Every time someone asks me whether they should keep feeding or not, I’m tempted to say, “Dammit, Jim, I’m a birdwatcher, not an epidemiologist.” I’m not going to tell anyone what they should do, because I don't know how close they are to congregations of ducks or geese, poultry farms, or other risky situations, and don't know how meticulous they are about cleaning their feeders and raking the ground beneath. 

But after studying the issue, this is my plan for my own backyard right now, in a county where no known cases of bird flu have occurred in songbirds, hummingbirds, doves, woodpeckers, or predators of backyard birds, where there are no nearby poultry farms, and where no one nearby is feeding ducks or turkeys: 

I'm keeping the area under our feeders raked. We’ve already done this twice since the snow started melting, and will keep this up. (Raked-up waste makes fine compost but must be well screened to exclude birds.) This should be everyone’s normal routine at winter’s end anyway.

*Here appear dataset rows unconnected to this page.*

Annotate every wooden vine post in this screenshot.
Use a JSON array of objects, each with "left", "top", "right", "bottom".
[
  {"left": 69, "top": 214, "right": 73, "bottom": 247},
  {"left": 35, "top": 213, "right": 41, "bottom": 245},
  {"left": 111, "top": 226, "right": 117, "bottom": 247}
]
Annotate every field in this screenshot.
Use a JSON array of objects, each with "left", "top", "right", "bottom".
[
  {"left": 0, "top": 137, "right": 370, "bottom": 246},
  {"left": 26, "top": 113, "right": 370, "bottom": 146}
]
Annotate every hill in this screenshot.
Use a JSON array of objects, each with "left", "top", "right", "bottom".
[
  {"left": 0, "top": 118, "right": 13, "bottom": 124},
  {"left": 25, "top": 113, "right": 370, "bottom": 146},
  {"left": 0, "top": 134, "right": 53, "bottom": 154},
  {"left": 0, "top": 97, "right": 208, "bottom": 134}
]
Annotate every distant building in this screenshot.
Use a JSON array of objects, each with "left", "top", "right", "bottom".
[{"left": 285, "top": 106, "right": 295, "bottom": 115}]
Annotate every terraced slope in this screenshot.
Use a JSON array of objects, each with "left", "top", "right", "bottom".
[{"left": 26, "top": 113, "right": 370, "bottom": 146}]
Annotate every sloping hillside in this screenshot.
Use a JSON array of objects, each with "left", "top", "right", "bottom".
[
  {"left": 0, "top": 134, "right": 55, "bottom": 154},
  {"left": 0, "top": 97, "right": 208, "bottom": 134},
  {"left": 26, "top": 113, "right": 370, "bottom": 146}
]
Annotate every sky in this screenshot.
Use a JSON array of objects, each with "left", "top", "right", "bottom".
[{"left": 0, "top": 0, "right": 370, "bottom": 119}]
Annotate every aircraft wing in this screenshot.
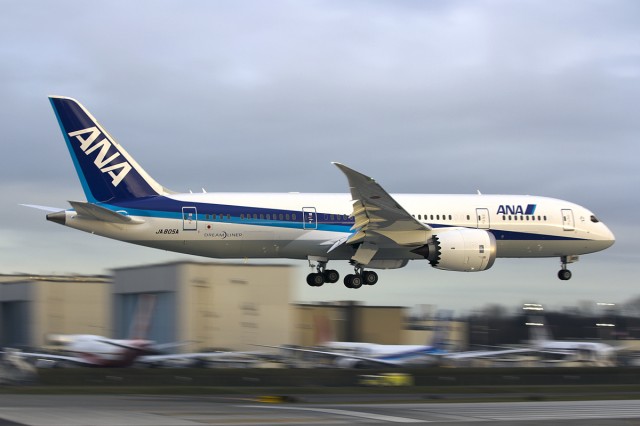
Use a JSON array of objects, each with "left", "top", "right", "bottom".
[
  {"left": 333, "top": 163, "right": 431, "bottom": 265},
  {"left": 442, "top": 348, "right": 534, "bottom": 360},
  {"left": 255, "top": 345, "right": 401, "bottom": 367},
  {"left": 5, "top": 352, "right": 95, "bottom": 367},
  {"left": 136, "top": 352, "right": 252, "bottom": 364}
]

While bird flu is a risk, I’m only going to set out one bird bath, and will clean it and change the water every single day. (Even without bird flu, this should be done at least twice a week both to keep the water sanitary for birds and to keep mosquito eggs from hatching and larvae from emerging.) 

Common Redpoll

It wasn’t until late today that I learned that a crow in Minnesota tested positive, and no one will divulge where or what the circumstances were. I had planned to leave my feeders up until the redpolls disappeared. Now that I know about the crow, on the very unlikely chance that this happened in a Duluth neighborhood rather than hundreds of miles away from here in a wetland, I’m going to take down my tray feeders. I don’t like using tube feeders at this point in the year because if a bird is infected, its face as well as beak touch the feeder as it pulls out seeds, so those feeders are already inside. 

Fox Sparrow

I will keep scattering small handfuls of white millet and  nyjer here and there in the yard, switching spots from day to day to maximize spacing among the birds. 

Unless and until there are reports of any suet-eating birds contracting the virus, I’ll keep out some suet feeders. These are not ground-feeding species.

Unless I hear of any hummingbirds contracting the virus, I’ll set out my hummingbird feeders as usual. I always have twice as many feeders as I use so I can thoroughly clean them every 2 days, and every day when the temp is above 90º. That should be standard practice for feeding hummingbirds anyway.

Rufous Hummingbird

HIPAA privacy protections do not extend to birds, so there is absolutely no reason why the public shouldn’t be informed IMMEDIATELY when a songbird in their county tests positive. Universities, government agencies, and private organizations have a responsibility to share such crucially important information. And testing should be required for at least a reasonable percentage of sick and dead backyard birds suspected of having the disease. I don’t know how to pressure county, state, and federal governments to mandate and fund this testing, but it’s ridiculous that this critical information is not gathered systematically and made public as soon as it’s verified.